ROSARIO, Mexico ‹ "Last year, this forest was a carpet of dead butterflies," 
said Maximiliano Garcia, a 78-year-old native of this mountain sanctuary that 
is the winter nesting ground of monarch butterflies. "But this year, it's like a 
miracle, there are more monarchs than ever before."

We are standing about 10,000 feet above sea level in the dense and rural Sierra 
Madre Occidental mountains. The forest is eerily silent. Soon the clusters of 
monarch butterflies stir from their sleep on boughs of fir and pine trees. 
When the sun breaks through the trees, thousands of monarchs stir from their 
sleep, and spiral upwards toward the light. In an instant, the sky is a swirling 
orange cloud of butterflies. 

This year's annual arrival of monarch butterflies to Mexico's Michoacan state, 
after a 2,485-mile journey from the cold of Southern Canada, does indeed 
seem miraculous. 

Even on an ordinary year, the monarchs are a testimony to nature's instinct 
for survival. But this year the butterflies have persevered against all odds.
According to forest rangers at El Rosario, one of the monarch's sanctuaries, 
there are four times as many butterflies this year as last. 

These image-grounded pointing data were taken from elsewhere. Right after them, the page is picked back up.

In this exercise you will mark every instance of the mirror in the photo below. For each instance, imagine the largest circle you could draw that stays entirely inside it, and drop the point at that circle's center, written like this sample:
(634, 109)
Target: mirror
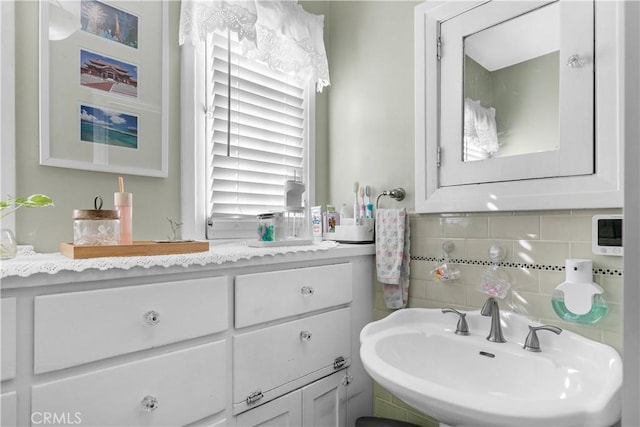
(511, 90)
(546, 72)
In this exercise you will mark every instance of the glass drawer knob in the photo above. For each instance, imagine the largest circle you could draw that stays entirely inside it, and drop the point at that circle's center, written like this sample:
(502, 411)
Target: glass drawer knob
(149, 403)
(151, 317)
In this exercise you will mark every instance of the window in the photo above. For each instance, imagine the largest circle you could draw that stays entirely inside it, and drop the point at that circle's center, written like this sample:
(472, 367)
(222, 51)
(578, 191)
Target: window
(252, 134)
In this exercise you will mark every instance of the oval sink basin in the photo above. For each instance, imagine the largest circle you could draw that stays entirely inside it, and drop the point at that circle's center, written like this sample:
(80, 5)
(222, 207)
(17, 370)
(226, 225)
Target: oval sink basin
(467, 380)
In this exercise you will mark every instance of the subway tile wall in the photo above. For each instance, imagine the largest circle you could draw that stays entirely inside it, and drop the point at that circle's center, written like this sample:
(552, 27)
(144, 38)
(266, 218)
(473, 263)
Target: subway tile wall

That is remarkable, given the fact that last January an estimated 150 million 
to 250 million monarchs died in these forests due to an unusual combination 
of freezing temperatures and heavy rains. It was the worst die-off in history. 
Natives such as Garcia were horrified to see heavy clusters of frozen 
butterflies hanging on trees and dead monarchs 13 to 15 inches deep lying 
on the ground. "I tried to be stoic," said Garcia. "But I am an old man and 
I was very sad."

Forest rangers at El Rosario believe that the monarchs compensated for 
last year's die-off by over-breeding.